Mariecar Jara-Puyod, Staff Reporter
World Health Organisation (WHO) Director general Dr. Tedros Adhanom Ghebreyesus said governments must work or focus more on bringing down Novel Coronavirus (COVID19) death rates.
Ghebreyesus expressed this concern on Tuesday, the first of two scheduled press conferences this week of the United Nations-affiliated body, from Geneva, Switzerland and carried live over Facebook at 7 p.m. UAE time.
Ghebreyesus initially announced other matters: the official trip of a WHO team of scientists and medical experts to Wuhan, the epicenter of the pandemic, “next week” to touch base on their counterparts to study the animal-to-human transmission of the SARS-CoV2; the WHO-Facebook collaboration for more facts-based approaches against COVID19 in order to protect more people vis-a-vis infodemic as well as false news; and the urgency to address the reported rise of HIV-AIDS cases as measures against it have been neglected due to the ongoing global health crisis.
On the COVID19 global death rates, Ghebreyesus said: “If we manage to reduce the number of deaths, that is very important.”
He said it in the context of the success of Sweden and Japan in doing so despite the climb of COVID19 cases. He said the peak of Sweden’s cases was in April but since then, death rates have been low.
Meanwhile, it is trust in their respective governments and the public’s ownership of their responsibility over the situation that have made the Swedes and the Japanese succeed somehow, according to two BBC news reports.
From the Tuesday press conference, WHO executive director Dr.
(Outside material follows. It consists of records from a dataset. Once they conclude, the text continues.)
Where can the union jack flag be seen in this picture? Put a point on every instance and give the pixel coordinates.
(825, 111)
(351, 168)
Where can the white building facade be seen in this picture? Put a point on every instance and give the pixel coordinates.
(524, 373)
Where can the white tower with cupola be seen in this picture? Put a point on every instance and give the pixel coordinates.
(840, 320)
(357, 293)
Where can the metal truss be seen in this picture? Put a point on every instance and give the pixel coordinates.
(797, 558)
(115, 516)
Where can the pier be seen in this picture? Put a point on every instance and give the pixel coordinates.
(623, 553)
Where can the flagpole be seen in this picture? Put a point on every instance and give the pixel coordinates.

Michael Ryan expressed gratefulness to all medical and health practitioners who have learnt how to cope and deal with every COVID19 patient, even the vulnerable like those in long-term facilities. He said that global records have seen an “acceleration” of COVID19 cases in June. He added that deaths in April were at 6,000 per day and in May at 5,000 per day.
The John Hopkins University COVID19 Resource Center had recorded a total of 167,900 new cases with 3,779 deaths as of July 7 (Tuesday).